Letter of the Day: FBI should have taken Scottish cue and paroled Leonard Peltier

August 26, 2009 at 2:43AM
FILE -In this Thursday, April 29, 1999, file photo, inmate Leonard Peltier speaks during an interview at the U.S. Penitentiary at Leavenworth, Kan. U.S. Attorney Drew Wrigley says imprisoned American Indian activist Leonard Peltier has been denied parole. Wrigley said Friday, Aug. 21, 2009, the next scheduled hearing for Peltier is 2024, when Peltier would be 79 years old.
Leonard Peltier, photographed in April 1999 at the U.S. Penitentiary at Leavenworth, Kan. (Associated Press - Ap/The Minnesota Star Tribune)

American Indian activist Leonard Peltier has once again been denied parole.
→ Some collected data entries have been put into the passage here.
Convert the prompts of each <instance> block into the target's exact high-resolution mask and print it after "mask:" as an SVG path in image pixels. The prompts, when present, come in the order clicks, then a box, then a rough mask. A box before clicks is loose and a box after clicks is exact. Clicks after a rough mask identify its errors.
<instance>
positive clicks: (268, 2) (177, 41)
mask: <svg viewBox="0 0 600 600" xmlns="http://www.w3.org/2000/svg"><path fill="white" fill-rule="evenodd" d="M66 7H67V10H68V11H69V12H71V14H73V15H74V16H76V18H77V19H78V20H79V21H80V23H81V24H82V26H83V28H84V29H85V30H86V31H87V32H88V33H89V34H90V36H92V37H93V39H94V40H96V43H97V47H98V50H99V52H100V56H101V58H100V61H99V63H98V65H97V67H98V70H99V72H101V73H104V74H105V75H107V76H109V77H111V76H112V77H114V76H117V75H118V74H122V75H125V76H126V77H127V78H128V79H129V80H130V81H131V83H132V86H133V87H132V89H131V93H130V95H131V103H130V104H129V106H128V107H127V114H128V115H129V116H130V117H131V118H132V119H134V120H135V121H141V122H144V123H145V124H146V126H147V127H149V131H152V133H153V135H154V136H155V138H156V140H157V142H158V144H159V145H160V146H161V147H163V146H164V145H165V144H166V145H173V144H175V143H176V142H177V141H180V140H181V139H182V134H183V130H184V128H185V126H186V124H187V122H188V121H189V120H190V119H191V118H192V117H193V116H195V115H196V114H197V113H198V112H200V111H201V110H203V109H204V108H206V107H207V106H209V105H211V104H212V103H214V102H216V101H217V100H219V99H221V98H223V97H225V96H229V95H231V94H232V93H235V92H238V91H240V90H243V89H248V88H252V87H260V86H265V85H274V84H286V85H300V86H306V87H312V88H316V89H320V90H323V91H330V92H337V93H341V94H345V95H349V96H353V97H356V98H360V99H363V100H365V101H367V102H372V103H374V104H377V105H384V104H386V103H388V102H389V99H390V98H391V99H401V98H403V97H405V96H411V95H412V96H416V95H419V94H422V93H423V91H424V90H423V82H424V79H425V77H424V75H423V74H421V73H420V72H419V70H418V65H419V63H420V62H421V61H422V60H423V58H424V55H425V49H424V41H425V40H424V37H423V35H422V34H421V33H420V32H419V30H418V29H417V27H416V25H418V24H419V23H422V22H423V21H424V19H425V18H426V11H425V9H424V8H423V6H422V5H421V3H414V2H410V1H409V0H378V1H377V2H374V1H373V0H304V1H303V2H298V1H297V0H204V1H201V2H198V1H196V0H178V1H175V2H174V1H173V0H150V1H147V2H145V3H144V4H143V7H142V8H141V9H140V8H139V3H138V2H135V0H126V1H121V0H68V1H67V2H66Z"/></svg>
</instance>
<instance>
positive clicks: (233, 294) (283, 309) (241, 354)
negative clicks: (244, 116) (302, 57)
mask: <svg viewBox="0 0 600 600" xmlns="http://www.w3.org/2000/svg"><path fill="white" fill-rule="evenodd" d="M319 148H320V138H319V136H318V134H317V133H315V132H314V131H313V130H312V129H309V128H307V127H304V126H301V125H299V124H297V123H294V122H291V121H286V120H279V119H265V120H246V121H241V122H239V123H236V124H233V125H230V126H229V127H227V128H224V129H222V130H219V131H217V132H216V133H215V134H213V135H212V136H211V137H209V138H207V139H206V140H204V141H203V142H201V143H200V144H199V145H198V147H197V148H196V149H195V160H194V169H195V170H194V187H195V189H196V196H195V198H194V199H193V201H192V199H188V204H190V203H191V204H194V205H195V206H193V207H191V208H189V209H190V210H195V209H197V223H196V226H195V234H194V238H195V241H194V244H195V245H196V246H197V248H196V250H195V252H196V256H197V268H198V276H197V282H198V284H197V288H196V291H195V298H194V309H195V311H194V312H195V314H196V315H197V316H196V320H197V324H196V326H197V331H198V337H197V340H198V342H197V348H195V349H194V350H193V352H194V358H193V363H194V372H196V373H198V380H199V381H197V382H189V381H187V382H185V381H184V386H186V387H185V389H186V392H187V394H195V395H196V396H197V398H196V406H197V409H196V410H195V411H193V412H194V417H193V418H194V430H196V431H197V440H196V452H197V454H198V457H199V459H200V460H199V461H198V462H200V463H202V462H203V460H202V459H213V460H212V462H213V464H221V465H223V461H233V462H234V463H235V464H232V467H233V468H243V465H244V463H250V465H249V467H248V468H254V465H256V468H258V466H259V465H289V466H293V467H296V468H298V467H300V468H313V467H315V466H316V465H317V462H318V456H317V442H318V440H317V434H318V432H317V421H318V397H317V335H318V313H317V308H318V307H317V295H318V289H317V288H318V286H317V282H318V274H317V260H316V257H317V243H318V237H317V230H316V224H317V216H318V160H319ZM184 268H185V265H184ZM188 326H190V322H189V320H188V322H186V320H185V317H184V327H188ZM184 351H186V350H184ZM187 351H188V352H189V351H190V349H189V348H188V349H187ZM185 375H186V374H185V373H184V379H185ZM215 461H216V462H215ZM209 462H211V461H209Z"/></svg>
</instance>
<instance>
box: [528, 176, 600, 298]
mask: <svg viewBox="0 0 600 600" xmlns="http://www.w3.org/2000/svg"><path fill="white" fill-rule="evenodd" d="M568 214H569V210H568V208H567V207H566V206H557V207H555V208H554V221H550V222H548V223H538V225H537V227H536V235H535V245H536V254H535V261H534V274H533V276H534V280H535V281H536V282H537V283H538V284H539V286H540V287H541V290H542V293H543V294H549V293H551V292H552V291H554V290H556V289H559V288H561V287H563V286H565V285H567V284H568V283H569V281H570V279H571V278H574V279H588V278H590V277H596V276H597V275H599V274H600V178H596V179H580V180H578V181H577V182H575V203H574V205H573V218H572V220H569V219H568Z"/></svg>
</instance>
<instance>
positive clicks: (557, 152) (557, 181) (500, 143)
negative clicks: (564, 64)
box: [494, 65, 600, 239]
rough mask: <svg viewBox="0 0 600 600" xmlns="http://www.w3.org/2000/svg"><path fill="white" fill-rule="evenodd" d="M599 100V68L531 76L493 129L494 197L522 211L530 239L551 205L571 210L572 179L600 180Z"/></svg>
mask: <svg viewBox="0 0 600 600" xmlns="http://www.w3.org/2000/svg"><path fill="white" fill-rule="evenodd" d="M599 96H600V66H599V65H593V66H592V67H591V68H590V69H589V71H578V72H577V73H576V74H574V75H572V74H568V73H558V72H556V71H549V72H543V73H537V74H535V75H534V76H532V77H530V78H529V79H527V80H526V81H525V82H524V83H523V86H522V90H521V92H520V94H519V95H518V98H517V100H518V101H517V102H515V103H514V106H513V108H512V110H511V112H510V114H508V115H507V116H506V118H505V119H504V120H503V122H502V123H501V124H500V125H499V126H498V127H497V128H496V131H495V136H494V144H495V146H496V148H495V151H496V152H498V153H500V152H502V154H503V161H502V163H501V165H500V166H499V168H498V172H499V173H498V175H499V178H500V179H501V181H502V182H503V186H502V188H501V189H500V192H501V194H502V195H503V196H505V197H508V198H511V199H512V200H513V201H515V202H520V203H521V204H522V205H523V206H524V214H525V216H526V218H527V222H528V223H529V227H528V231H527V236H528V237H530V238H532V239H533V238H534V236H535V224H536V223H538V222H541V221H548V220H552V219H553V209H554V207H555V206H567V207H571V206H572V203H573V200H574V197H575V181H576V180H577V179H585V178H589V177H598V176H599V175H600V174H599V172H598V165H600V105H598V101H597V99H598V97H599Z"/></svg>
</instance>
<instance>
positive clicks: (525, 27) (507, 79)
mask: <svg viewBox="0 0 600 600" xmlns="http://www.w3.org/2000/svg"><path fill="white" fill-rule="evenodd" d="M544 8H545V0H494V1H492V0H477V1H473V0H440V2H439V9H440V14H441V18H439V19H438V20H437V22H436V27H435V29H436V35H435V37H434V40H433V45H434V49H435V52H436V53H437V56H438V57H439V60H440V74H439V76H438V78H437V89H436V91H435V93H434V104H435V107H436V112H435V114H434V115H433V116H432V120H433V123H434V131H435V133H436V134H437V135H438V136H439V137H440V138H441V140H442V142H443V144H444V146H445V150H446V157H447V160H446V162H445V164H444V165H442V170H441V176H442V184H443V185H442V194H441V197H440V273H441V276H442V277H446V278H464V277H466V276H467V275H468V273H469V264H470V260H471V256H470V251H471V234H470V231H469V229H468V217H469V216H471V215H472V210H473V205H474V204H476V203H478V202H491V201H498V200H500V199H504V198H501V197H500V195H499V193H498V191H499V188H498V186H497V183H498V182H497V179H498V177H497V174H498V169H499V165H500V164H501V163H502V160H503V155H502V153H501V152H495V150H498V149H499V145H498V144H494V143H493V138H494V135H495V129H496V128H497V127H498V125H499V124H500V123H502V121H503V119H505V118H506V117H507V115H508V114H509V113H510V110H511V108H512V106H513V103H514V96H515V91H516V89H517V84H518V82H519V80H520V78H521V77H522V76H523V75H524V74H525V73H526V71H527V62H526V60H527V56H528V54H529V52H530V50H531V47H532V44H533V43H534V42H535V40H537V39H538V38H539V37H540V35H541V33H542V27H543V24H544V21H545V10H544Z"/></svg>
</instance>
I am outraged at this decision. Peltier has served over 30 years in prison for killing two FBI agents, whom, he has always said, "framed him." For those of us who are aware of the murderous leveling of a whole culture of American Indians for well over four centuries, and the incident that led to Peltier's incarceration, this decision is unconscionable.

To make matters worse, FBI Director Robert Mueller criticized the Scottish justice minister for releasing one of the Pan Am 103 bombers, saying it "gives comfort to terrorists" all over the world. Justice Secretary Kenny MacAskill cited compassionate grounds as his decision to let Abdelbaset al-Megrahi return to Libya; he is dying of inoperable prostate cancer and has only months to live.

Mueller should resign; he has no heart or common sense. Our president has introduced the word "empathy" into the lexicon of our national consciousness, and it is about time Americans of all ages and stripes develop some.

I am appalled by what appears to be a pattern of abuse of power emanating from the FBI.